The team got underway early last fall when Scott Sandstrom, pre-law faculty advisor, contacted Boston attorney Ed McDermott '79 about coaching. Ed called classmate Carey Smith, a trial attorney in Worcester. They accepted Sandstrom's offer, although neither had participated in a college-level mock trial competition before.

When Smith and McDermott discussed their approach for mock trial training, they decided to listen to the students and adapt their ideas. After everyone had read through the case materials, the coaches asked them to choose which side had the stronger argument. Based on those choices, students split up into teams and practiced examining witnesses, raising objections, and making effective opening and closing arguments. Results of that work helped identify those best suited for each character, prosecution or defence.

Cadin helped the team in its initial strategy sessions, as she'd enrolled in a trial advocacy course at Clark last fall, taught by Clark's mock trial coaches (and overall coordinators of the event). Participating in an actual competition, however, was much different from class. "It's a lot harder than it looks," she said. "It's easy to get off your main line of questioning when a witness says something unexpected."

Cadin's insider information was complemented by Hayward's experience the previous year as a member of Bergen (N.J.) Catholic's state finalist team. Carpenter had also done high school mock trial competitions four years ago at Academic High School in Jersey City.

The team met for three hours in Stein every Tuesday night, and again on weekends as the competition got closer. "Most of the meetings were debates over strategy," said Carpenter. "How did we want to use witnesses? What facts did we want to bring out with them?" Each student worked hard to "close all the holes and get our story solidified," he said.

"I wanted to start doing scrimmages [trial run-throughs] by late November, but in reality, we didn't do those 'til early February," Carpenter said, only a few weeks before the actual competition. "A lot of our prep work was on the actual case," Cadin added.

"They all had something to contribute and did an excellent job," said coach Smith. He'd done mock trial competitions while at Suffolk Law School, "but you never know what particular quirks are involved in each competition."

"It was good to see the students grow into their roles," he said. "They really devoted themselves to it. As we got closer to the competition, the students didn't look to us so much. We evolved to the point where they assumed 99 percent of the responsibility for getting their particular tasks ready."

"We learned a lot about thinking on our feet," Cadin said. "But I don't think we grasped fully how things would be scored. We're still learning how to do a cross-examination, direct questioning, and an effective closing argument."

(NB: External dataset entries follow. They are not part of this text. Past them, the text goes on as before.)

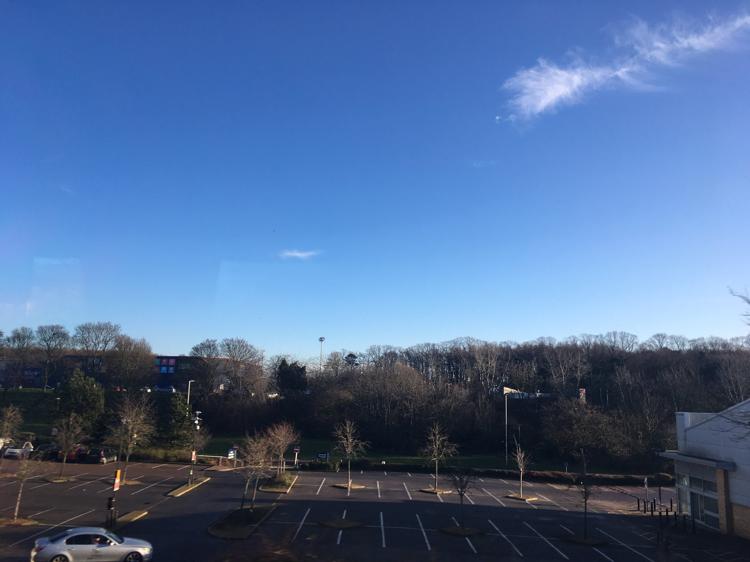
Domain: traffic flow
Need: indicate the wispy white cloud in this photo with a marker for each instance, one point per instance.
(547, 86)
(299, 254)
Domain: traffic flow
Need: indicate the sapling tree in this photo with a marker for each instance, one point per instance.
(438, 449)
(255, 453)
(350, 445)
(281, 436)
(522, 462)
(462, 481)
(69, 433)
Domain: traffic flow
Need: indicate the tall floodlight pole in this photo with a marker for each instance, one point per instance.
(506, 428)
(321, 339)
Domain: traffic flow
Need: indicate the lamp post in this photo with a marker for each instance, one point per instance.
(191, 381)
(321, 339)
(196, 428)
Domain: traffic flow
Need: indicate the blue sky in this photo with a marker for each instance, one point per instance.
(385, 173)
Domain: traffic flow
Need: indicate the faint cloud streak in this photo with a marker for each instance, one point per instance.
(547, 86)
(299, 254)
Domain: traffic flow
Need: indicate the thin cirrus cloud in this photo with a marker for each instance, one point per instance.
(299, 254)
(547, 86)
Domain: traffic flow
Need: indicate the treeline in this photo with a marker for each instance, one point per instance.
(610, 394)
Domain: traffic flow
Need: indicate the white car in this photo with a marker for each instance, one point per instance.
(19, 453)
(90, 543)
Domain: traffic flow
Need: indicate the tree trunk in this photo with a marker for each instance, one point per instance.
(244, 493)
(255, 491)
(18, 499)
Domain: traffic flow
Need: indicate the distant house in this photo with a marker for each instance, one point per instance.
(712, 468)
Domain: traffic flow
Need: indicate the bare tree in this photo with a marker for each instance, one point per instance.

This year, the team plans to build on its experience and has accepted an invitation to compete in the "Ivy League Mock Trail" competition in November. Hayward and another student plan to co-captain the team and undertake some personal recruiting. Over 45 students have signed up already for 1998-99, allowing the College to enter several teams in competitions. As Hayward did in high school, students will read through the case and argue which side is more winnable, assume a witness role and memorize an affidavit and list of facts.

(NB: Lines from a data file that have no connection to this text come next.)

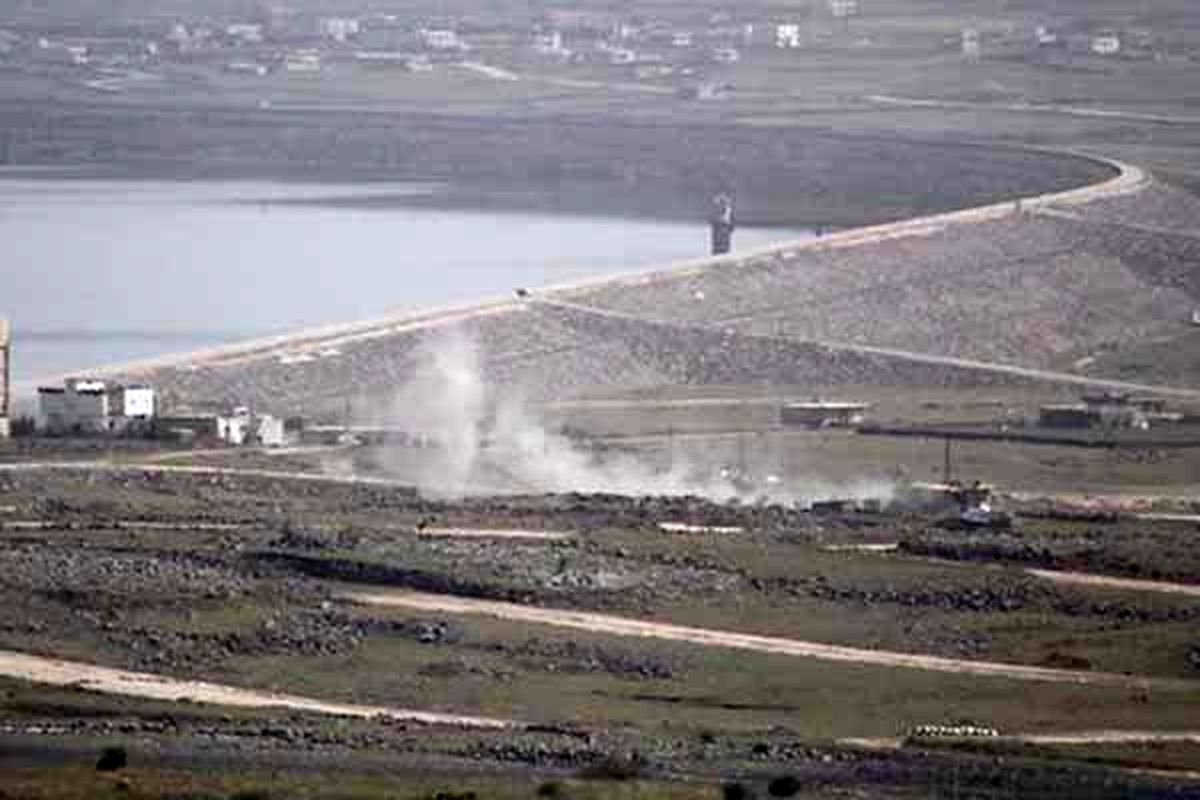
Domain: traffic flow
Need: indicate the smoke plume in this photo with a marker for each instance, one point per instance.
(483, 440)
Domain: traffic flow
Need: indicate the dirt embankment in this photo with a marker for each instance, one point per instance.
(576, 164)
(622, 626)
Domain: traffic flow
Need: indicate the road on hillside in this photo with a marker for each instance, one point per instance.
(706, 637)
(55, 672)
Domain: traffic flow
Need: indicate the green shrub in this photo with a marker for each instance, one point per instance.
(112, 759)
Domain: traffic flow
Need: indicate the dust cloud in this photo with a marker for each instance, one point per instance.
(480, 439)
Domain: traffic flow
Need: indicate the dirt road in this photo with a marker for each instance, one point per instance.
(623, 626)
(40, 669)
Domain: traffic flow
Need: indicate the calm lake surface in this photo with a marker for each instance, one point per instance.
(102, 271)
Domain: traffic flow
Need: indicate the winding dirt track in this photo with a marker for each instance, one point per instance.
(623, 626)
(137, 684)
(1128, 584)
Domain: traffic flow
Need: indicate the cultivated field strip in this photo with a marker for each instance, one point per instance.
(107, 680)
(623, 626)
(978, 288)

"We're only a step away from winning," Hayward said. After the competition at Clark, the team got some useful pointers from Judge Herbert Travers Jr. '49. It boils down to force or finesse, they were told. Know when to object, be more assertive, and they'd be a force to contend with.

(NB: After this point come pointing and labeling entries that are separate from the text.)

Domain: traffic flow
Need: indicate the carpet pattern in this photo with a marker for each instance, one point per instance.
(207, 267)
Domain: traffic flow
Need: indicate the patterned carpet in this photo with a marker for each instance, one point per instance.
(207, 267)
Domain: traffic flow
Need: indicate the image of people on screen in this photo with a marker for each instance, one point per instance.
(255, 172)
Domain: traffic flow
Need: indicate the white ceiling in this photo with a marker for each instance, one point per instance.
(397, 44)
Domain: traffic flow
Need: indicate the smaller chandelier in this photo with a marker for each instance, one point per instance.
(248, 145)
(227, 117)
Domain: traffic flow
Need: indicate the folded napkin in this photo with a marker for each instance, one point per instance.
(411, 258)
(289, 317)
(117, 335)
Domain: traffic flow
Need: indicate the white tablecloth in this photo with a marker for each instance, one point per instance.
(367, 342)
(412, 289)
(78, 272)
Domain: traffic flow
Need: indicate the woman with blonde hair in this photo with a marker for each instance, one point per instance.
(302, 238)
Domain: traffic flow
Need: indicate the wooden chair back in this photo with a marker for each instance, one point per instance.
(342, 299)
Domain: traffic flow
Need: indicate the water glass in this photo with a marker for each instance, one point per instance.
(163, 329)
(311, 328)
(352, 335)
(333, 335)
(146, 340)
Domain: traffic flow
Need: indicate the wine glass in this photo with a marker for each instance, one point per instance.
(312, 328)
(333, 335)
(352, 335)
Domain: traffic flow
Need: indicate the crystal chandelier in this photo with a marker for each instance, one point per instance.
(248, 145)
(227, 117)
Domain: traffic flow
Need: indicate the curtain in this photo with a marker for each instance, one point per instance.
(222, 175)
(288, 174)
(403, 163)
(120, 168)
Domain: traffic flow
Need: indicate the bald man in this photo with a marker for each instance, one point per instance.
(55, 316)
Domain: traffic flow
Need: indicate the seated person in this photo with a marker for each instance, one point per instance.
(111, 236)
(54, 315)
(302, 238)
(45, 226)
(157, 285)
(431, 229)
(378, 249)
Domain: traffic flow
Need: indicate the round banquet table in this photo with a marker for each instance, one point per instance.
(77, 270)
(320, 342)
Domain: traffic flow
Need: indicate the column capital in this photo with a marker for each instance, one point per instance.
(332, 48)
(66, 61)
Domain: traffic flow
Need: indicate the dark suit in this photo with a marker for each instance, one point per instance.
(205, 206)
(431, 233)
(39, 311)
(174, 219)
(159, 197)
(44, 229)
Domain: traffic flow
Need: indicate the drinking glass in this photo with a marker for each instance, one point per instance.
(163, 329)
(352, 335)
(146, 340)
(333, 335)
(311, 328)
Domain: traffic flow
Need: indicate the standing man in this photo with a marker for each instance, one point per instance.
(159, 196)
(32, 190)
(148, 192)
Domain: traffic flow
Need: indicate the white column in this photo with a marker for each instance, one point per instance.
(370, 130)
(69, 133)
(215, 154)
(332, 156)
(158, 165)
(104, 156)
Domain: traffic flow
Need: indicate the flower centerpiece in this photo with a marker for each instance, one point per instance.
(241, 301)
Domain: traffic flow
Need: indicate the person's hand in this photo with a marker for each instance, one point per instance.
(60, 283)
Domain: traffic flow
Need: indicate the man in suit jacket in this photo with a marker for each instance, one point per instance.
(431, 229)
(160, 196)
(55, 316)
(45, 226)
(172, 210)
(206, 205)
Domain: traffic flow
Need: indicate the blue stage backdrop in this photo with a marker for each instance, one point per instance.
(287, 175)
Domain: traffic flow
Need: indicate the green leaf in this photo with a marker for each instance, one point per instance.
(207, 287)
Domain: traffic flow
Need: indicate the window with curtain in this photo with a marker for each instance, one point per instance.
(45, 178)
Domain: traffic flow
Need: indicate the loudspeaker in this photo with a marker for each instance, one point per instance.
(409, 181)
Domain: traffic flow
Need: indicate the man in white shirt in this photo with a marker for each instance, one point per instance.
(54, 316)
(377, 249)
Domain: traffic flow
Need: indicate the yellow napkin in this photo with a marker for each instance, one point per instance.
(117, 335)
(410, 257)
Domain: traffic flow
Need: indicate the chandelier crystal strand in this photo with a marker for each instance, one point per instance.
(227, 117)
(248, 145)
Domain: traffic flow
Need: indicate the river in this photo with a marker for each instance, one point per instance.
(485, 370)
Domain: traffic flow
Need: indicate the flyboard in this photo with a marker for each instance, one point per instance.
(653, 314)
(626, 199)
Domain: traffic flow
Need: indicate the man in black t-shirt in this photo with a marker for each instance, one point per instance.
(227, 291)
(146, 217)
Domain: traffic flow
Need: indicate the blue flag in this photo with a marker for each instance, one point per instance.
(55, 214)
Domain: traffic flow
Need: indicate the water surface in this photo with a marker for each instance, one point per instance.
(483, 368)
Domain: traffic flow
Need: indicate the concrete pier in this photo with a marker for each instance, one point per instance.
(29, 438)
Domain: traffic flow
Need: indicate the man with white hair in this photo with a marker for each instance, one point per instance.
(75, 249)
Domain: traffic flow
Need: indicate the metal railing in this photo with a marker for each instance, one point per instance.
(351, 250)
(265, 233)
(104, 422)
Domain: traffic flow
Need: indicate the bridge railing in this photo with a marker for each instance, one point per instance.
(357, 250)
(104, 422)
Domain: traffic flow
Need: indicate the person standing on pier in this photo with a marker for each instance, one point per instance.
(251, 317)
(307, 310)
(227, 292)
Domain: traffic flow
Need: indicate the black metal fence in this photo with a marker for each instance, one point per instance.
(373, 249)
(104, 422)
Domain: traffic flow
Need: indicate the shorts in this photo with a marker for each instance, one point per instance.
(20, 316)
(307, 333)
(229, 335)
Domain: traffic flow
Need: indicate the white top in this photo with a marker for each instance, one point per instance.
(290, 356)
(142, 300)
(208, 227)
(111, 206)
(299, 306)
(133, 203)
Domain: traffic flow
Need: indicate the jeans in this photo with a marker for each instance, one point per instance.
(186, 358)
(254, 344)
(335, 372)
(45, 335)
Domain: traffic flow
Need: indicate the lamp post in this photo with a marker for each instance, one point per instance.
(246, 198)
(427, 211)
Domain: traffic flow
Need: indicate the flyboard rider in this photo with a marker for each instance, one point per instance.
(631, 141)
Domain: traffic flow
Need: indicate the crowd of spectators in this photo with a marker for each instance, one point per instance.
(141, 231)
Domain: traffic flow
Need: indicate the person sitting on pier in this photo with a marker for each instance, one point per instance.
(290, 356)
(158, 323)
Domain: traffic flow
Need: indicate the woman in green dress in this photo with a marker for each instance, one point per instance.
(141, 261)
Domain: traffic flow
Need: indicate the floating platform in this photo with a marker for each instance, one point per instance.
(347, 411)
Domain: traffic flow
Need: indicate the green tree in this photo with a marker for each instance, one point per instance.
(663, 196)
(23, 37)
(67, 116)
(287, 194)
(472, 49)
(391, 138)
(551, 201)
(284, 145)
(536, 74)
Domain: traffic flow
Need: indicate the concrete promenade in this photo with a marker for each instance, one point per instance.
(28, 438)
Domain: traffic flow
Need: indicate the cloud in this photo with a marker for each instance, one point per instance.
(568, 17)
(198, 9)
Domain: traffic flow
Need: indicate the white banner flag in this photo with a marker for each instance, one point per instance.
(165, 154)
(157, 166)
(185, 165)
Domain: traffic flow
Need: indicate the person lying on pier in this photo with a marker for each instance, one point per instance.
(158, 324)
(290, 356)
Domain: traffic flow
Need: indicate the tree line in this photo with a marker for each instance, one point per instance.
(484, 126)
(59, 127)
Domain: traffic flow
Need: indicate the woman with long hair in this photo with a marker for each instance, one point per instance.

This year's team has its sights set on getting a bid to the national competitions in Iowa or Minnesota. But winning isn't the only goal of a mock trial competition. During the proceedings, judges sometimes helped a team understand their decisions. "Some took off points for something you did, some for something you didn't do," said Cadin. But one judge told Cadin something more important, saying, "Someday you're going to make a terrific lawyer." Win or lose, she said, that made it all worthwhile. 

Allison Chisolm is a free-lance writer from Worcester.